Questionado, o diretor do filme reconheceu que não investigou muito a realidade dessa questão no México.
“O que eu tinha que entender, eu já sabia um pouco”, disse ele em declarações que apenas colocaram lenha na fogueira.
Para Gaby Meza, o filme é visto pelos mexicanos como “uma exploração de uma tragédia atual no México, o tráfico de drogas e os desaparecidos devido à violência, para gerar um produto de entretenimento”.
“E dá até para pensar que existem muitas séries sobre tráfico de drogas que se apropriam de temas da cultura das drogas para contar histórias”, reflete Meza.

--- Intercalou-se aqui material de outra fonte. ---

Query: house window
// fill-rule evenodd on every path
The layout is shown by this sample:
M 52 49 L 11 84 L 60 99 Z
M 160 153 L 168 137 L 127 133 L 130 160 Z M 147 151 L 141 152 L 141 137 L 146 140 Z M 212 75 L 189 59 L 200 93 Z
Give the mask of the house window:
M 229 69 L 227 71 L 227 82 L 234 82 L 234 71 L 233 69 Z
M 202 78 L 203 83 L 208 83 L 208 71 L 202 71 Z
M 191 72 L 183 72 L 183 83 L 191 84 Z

“A diferença aqui tem a ver com a forma como os elementos se combinam: um diretor francês que disse não ter estudado o México porque o que sabia era o que precisava saber; uma diretora de elenco que diz ter procurado gente no México, na América Latina e nos EUA, mas no final as atrizes selecionadas foram as melhores opções, numa tentativa de empatia com as vítimas dos desaparecimentos, sugerindo que o vilão se arrepende e tudo ficará bem”, acrescenta.
Apesar de tudo isto, Meza considera valioso que um realizador tenha dado uma abordagem inovadora a um tema complexo como o tráfico de drogas e a violência, especialmente no caso de um musical.
“É muito importante que cada pessoa faça a sua leitura.”
“É muito válido que no México haja pessoas que gostem do filme, que achem que ele retratou bem [o país]o que não é insensível. E também é válido que haja quem diga o contrário, que não, que não representa o México.
“A maravilha do cinema é que cada pessoa pode interpretá-lo à sua maneira.”